We started moving in on the 7th or so, and the last three weeks have been a whirlwind of bureaucracy and physical labor. We finished moving out of the old place on the 22nd, and this weekend has been the first real swing at emptying the mad squad of boxes we have here.
We now have an office, about 40% less boxes in the front room, and by the end of the night, we’ll have a floor in the bedroom.
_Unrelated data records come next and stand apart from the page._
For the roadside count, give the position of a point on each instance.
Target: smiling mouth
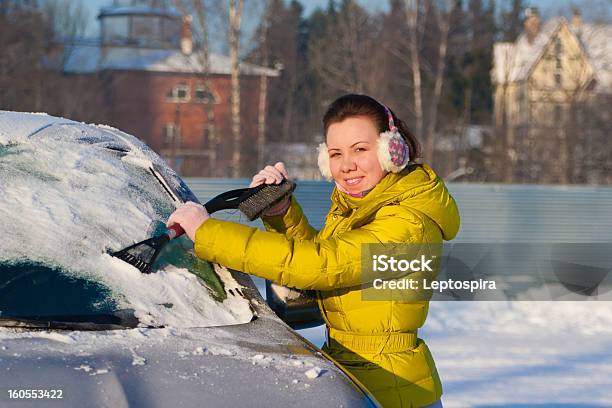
(353, 181)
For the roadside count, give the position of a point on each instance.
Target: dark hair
(352, 105)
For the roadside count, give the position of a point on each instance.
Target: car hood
(261, 363)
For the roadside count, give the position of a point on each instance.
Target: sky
(592, 10)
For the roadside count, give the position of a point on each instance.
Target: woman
(380, 197)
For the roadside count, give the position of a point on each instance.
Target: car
(80, 325)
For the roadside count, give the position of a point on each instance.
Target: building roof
(138, 10)
(87, 59)
(514, 61)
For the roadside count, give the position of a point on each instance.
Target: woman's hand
(189, 216)
(270, 175)
(273, 175)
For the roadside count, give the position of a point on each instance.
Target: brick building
(155, 86)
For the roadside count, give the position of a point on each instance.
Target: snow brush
(252, 202)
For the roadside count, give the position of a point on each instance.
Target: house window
(558, 48)
(557, 115)
(203, 95)
(171, 132)
(180, 93)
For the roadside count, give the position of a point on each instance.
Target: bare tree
(235, 12)
(263, 85)
(416, 14)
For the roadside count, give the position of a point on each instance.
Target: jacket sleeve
(293, 224)
(320, 264)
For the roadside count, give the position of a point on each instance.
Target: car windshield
(72, 193)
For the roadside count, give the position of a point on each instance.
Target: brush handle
(175, 231)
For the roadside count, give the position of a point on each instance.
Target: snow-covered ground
(517, 354)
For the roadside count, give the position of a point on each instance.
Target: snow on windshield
(71, 192)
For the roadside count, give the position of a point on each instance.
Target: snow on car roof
(71, 192)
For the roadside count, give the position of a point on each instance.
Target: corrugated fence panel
(489, 212)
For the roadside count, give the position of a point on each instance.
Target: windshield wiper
(72, 322)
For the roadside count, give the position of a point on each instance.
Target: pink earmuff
(393, 153)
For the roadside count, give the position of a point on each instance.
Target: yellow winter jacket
(375, 340)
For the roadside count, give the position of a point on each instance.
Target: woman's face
(352, 147)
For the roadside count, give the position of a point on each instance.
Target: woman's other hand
(273, 175)
(189, 216)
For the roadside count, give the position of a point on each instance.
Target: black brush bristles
(270, 195)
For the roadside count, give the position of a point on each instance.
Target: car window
(73, 193)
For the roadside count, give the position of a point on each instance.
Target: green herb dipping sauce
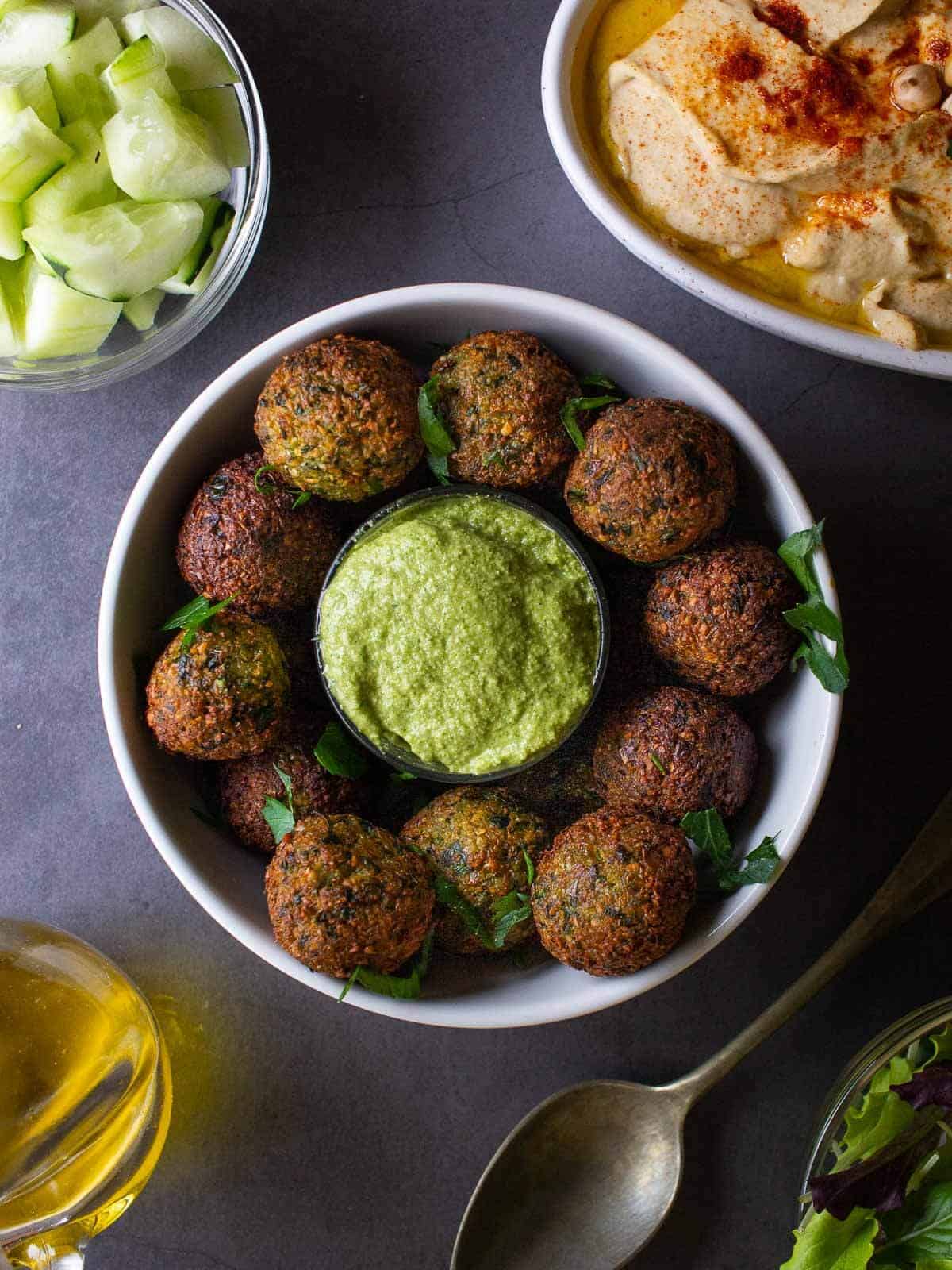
(465, 630)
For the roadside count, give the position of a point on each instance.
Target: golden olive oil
(84, 1092)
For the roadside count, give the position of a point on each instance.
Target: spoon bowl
(601, 1160)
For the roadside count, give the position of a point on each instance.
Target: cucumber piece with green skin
(143, 309)
(29, 88)
(29, 154)
(137, 70)
(83, 183)
(120, 251)
(12, 245)
(32, 33)
(192, 59)
(190, 279)
(89, 12)
(220, 108)
(59, 321)
(74, 74)
(10, 308)
(160, 152)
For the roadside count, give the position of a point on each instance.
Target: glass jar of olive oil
(84, 1095)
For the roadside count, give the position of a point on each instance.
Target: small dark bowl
(403, 759)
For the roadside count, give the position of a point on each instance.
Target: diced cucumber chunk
(83, 183)
(29, 88)
(10, 308)
(89, 12)
(192, 59)
(120, 251)
(137, 70)
(220, 108)
(29, 152)
(216, 216)
(59, 321)
(141, 310)
(160, 152)
(12, 245)
(75, 70)
(32, 33)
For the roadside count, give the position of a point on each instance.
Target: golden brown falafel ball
(654, 480)
(613, 893)
(670, 751)
(340, 418)
(501, 395)
(244, 784)
(476, 836)
(236, 541)
(224, 696)
(717, 618)
(343, 895)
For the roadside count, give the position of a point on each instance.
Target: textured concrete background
(409, 146)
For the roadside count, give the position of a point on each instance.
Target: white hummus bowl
(681, 266)
(797, 725)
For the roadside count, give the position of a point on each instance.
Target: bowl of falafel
(470, 656)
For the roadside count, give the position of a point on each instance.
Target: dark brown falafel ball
(717, 618)
(613, 893)
(343, 895)
(244, 784)
(476, 836)
(501, 395)
(670, 751)
(654, 480)
(224, 696)
(340, 418)
(239, 541)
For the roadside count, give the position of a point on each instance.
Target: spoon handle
(922, 876)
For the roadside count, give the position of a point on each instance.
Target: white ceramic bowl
(797, 727)
(679, 266)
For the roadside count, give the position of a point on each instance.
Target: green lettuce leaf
(825, 1244)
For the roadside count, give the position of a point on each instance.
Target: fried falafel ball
(717, 618)
(244, 784)
(501, 395)
(613, 893)
(654, 480)
(670, 751)
(340, 418)
(343, 893)
(476, 836)
(222, 695)
(236, 541)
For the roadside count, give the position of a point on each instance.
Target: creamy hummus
(772, 127)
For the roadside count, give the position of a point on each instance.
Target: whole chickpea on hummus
(803, 149)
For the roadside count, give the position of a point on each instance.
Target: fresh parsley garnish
(436, 437)
(814, 618)
(279, 816)
(338, 755)
(708, 833)
(192, 618)
(569, 414)
(304, 495)
(405, 987)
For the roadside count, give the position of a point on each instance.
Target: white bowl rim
(825, 337)
(451, 1013)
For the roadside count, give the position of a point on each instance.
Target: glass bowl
(404, 759)
(181, 318)
(900, 1038)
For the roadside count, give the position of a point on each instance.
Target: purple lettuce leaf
(932, 1087)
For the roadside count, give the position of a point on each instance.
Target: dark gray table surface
(409, 146)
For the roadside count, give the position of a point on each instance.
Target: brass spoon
(592, 1172)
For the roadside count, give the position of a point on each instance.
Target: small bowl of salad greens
(879, 1184)
(133, 184)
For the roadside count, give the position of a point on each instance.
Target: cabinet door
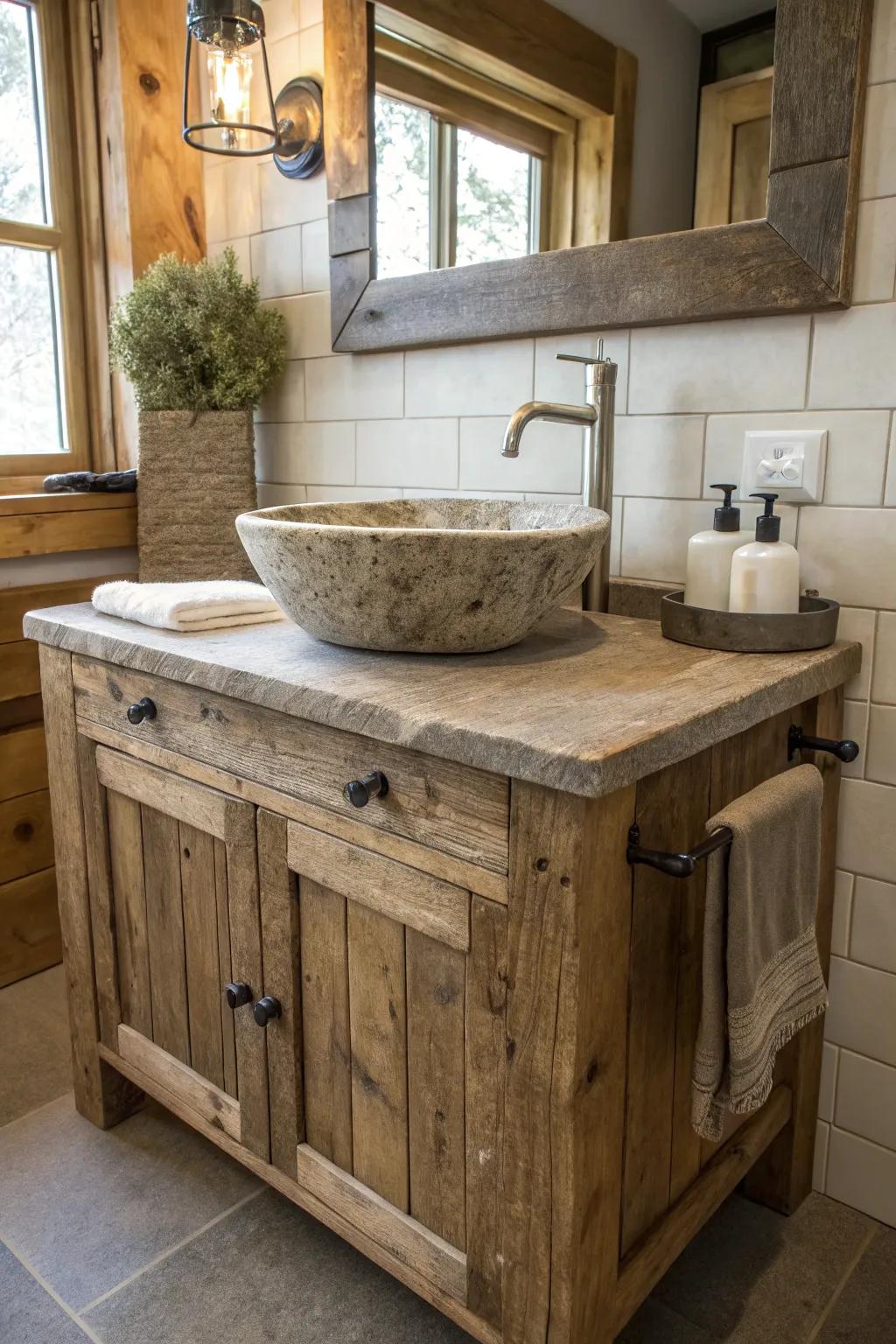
(387, 1060)
(173, 890)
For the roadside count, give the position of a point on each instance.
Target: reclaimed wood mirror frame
(800, 258)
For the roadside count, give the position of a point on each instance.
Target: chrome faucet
(597, 468)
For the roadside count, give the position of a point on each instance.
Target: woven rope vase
(196, 473)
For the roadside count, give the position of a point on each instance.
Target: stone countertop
(586, 704)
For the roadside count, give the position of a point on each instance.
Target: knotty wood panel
(165, 933)
(283, 970)
(436, 1003)
(200, 950)
(672, 810)
(326, 1023)
(485, 1073)
(379, 1053)
(127, 854)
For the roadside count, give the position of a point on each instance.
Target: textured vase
(196, 472)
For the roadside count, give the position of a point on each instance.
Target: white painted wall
(343, 426)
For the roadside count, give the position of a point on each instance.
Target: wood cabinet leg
(782, 1176)
(101, 1095)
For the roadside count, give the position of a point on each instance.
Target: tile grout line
(838, 1292)
(40, 1281)
(171, 1250)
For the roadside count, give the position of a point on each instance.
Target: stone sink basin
(431, 576)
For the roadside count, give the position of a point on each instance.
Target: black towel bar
(844, 749)
(676, 864)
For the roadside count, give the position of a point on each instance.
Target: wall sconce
(233, 37)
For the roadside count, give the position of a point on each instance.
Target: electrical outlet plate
(790, 463)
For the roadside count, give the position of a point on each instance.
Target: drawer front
(453, 808)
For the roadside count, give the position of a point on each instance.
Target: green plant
(193, 336)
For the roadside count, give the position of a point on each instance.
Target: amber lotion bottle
(765, 574)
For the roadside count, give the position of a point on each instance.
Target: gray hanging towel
(762, 978)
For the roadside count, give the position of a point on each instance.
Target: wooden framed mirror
(508, 130)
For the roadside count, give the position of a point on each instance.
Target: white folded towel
(206, 605)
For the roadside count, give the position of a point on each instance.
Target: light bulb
(230, 73)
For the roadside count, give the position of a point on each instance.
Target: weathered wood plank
(326, 1023)
(404, 894)
(283, 970)
(379, 1053)
(436, 1003)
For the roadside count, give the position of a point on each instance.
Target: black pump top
(727, 519)
(768, 523)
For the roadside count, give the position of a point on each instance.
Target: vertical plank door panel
(127, 855)
(436, 1002)
(326, 1023)
(379, 1053)
(200, 948)
(165, 933)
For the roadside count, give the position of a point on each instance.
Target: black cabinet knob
(265, 1010)
(144, 709)
(238, 993)
(359, 792)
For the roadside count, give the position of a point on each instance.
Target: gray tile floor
(150, 1233)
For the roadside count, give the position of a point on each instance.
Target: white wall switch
(788, 461)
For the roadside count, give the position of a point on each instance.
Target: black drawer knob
(238, 993)
(144, 709)
(265, 1010)
(359, 792)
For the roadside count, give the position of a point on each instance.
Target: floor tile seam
(47, 1288)
(172, 1250)
(841, 1286)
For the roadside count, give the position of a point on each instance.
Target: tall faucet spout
(554, 411)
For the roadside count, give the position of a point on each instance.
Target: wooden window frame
(797, 260)
(74, 235)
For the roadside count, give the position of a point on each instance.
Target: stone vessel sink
(433, 576)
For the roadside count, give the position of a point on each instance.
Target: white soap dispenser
(765, 574)
(708, 577)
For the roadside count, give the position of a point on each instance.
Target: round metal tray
(815, 626)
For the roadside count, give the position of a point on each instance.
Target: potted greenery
(200, 351)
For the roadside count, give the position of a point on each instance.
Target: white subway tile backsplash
(858, 626)
(863, 1175)
(469, 379)
(843, 913)
(355, 386)
(878, 144)
(306, 453)
(562, 381)
(550, 458)
(856, 451)
(850, 554)
(875, 250)
(315, 256)
(755, 363)
(852, 361)
(873, 933)
(659, 454)
(277, 262)
(861, 1013)
(866, 1098)
(288, 200)
(884, 682)
(403, 452)
(866, 828)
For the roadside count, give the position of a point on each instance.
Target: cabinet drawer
(448, 807)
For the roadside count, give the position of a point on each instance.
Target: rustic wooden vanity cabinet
(456, 1025)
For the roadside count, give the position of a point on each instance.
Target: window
(43, 421)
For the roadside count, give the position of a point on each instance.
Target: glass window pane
(492, 200)
(30, 374)
(23, 180)
(402, 188)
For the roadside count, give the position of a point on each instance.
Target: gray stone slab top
(586, 704)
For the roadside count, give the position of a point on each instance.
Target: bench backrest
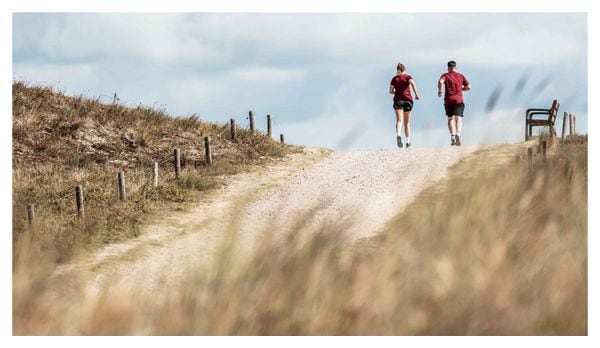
(553, 112)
I’ve been occupied digging around in all the books we’ve freed up; getting familiar with the basics of Savage Worlds for Eloria, recollecting a bit of Changeling, and reading In Nomine again. We have a lot of books. They should keep us occupied for a good long time.
Work has gotten interesting as well. An 18 month clock has started, roughly, and we’ll have to rearchitect everything in 6 and move everyong off the old system in the 12 months following. It’s likely to be exciting times. Here’s hoping.
Becky’s sorting through all her old clothes boxes, the ones that were in storage. She keeps wandering in here in this and that - cloaks and whatnot. She’s having a lot of fun.